You got to simply have your customer come to the curb. Like the old days.

q
Guest
q

Exactly. Every motor vehicle delivery starts with carrying the product to the vehicle on foot, and ends with taking it out of the vehicle and walking with it to the buyer.

So why is on-foot delivery also banned? And what about a downtown store, that might have many delivery customers within walking distance? It might be a shorter walk from the store to the buyer than from wherever the vehicle is able to be parked to the buyer. Then the delivery person has just left his car with all his yet-to-be-delivered product unattended, unless he brings all the product with him while he walks from the car to the buyer.

As it stands, it would be legal to have an order delivered by car from a store 10 miles away, with the car parking 10 blocks from the buyer, but it would be illegal to order from the store a block away, and have the delivery walked one block, at least as I understand.

Mark smith
Guest
Mark smith

Why? Because the olcc came up with it. It’s like the auto industry writing their own laws.

q
Guest
q

Doobious.

John Liu
Guest
John Liu

“In Oregon, even if a law includes the term “motor vehicle” it still applies to bicycles unless the law specifically states that bicycles are excluded (or if the law is obviously not applicable).”

How sure are you of this statement? The cited source refers only to the Vehicle Code, which is only a subset of Oregon law.

Spiffy
Subscriber

I’m also at odds with this… and the linked article doesn’t back it up… so many things wrong with that court case…

since when is a MUP a bike lane?

and how can the judge say that laws using the term “motor vehicle” apply to bikes when laws that can’t be applied to bikes can’t be enforced? the language in ORS is crafted to not be sloppy.

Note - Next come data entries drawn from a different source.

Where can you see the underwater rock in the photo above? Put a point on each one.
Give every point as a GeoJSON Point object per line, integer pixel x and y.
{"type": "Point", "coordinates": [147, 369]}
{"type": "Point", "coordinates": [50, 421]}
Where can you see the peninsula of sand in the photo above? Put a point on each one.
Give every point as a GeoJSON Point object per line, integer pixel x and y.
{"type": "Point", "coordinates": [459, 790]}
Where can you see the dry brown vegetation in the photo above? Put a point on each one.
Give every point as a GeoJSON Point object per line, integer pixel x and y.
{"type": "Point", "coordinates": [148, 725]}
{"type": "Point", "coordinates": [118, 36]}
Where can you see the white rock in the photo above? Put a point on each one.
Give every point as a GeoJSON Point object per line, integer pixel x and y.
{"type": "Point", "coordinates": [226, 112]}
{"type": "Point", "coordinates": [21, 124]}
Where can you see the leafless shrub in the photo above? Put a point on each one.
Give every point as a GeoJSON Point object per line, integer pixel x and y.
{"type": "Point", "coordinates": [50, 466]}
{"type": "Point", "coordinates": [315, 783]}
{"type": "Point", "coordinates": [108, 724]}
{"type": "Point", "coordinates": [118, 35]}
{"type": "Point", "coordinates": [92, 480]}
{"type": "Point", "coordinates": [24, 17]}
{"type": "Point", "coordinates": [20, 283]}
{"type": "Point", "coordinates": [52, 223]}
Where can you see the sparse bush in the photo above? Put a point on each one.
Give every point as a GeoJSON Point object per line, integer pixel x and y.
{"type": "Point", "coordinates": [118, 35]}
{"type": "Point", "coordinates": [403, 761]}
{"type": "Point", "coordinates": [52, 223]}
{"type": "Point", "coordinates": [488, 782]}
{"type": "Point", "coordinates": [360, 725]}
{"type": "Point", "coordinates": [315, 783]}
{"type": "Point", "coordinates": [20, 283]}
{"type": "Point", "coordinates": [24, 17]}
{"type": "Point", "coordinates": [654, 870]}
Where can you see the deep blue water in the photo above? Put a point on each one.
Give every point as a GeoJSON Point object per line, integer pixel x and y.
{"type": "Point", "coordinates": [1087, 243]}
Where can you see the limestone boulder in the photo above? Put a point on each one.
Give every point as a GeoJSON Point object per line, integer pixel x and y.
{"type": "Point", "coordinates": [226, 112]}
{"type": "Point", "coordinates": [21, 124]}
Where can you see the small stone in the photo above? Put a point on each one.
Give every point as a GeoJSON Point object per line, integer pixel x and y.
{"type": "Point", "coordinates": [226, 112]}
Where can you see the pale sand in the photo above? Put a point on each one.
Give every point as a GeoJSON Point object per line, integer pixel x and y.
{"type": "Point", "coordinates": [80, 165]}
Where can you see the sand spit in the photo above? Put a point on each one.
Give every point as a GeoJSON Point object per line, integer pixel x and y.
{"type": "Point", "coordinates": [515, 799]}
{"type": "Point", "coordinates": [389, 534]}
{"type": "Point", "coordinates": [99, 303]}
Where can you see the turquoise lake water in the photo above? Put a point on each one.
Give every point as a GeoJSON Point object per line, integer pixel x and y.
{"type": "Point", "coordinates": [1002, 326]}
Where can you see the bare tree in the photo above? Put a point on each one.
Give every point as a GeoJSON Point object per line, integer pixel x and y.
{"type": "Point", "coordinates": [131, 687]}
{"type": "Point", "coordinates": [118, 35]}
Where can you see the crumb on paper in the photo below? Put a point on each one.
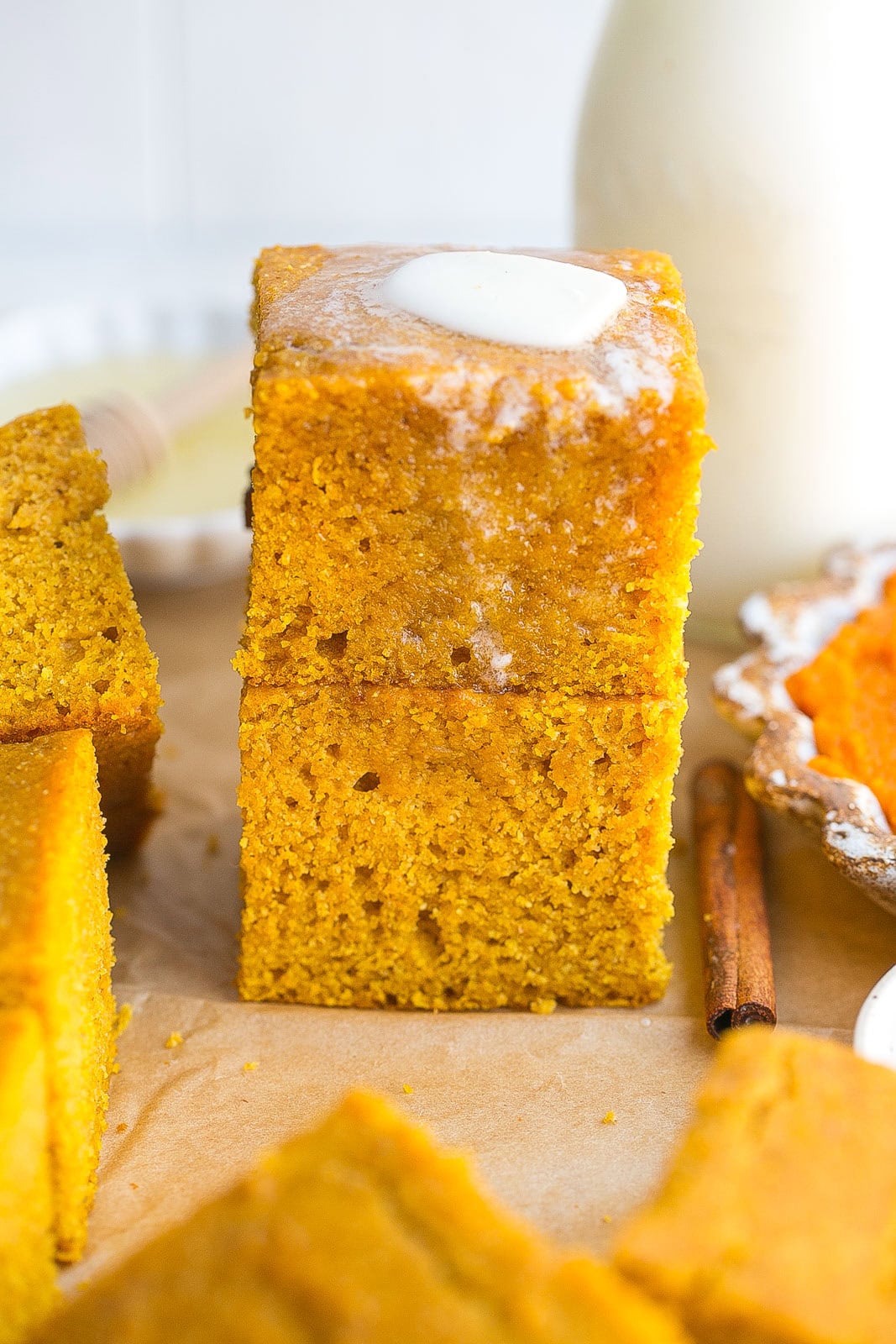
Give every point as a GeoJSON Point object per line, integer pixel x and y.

They use “vehicle” when they mean all vehicles, and they use “motor vehicle” when they mean motorized vehicles only…

the article mentions engine braking as an example that can’t be applied to bicycles… I say it can if you count exhaling forward as engine braking… but who would? the same person that would call a bicycle a motor vehicle…

Spiffy
Subscriber

also, that’s a 15 year old ruling… we’re much better as separating bike and motor vehicles these days… wonder if it would still stand with today’s arguments…

Tim
Guest
Tim

I’ve known of marijuana delivery by bicycle for 30+ years We gave up a lot just for it to become legal(just for others to get their fingers in the pie). Too many rules around it, I’ll take chances with the old players who stay under the radar…

X
Guest
X

This. Obviously! The real question is, how much mark-up is in the price, and who gets it?

dan
Guest
dan

The discussion around this feels a little bit like taking our eyes off the ball. It’s interesting, but in the larger scheme, not really an important piece of our transportation policy as it relates to bikes. Also, why can’t I get booze delivered? 🙂

q
Guest
q

I agree the delivery ban itself isn’t a huge issue, but on the other hand, it could be a great example of what’s wrong in the larger scheme, if the ban came as a result of sloppy or dismissive thinking about bikes.

It’s one thing if the ban was a result of careful consideration of why bike delivery wouldn’t be safe or practical, but motor vehicle delivery would. It’s another if bike delivery was dismissed without any careful consideration.

I’m not even convinced that the ban was intentional. I could see someone writing the administrative rules thinking “motor vehicle” and “vehicle” meant the same thing, and never realized bikes weren’t already banned by the state law, so didn’t realize adding “motor” changed anything.

Spiffy
Subscriber

you can get wine delivered… but not hard liquor…

Hello, Kitty
Subscriber
Hello, Kitty

But, for the love of god, can you get beer?!?

Dan A
Subscriber
Dan A

Motor vehicle operators are responsible adults. People who ride bikes are kids or delinquents.

X
Guest
X

Love your avatar!

q
Guest
q

I could actually see that thinking going into the bike-ban decision.

Josh G
Guest
Josh G

Is this really prohibiting bicycle delivery? Or was this just the usual case of bicycles being forgotten about and overlooked?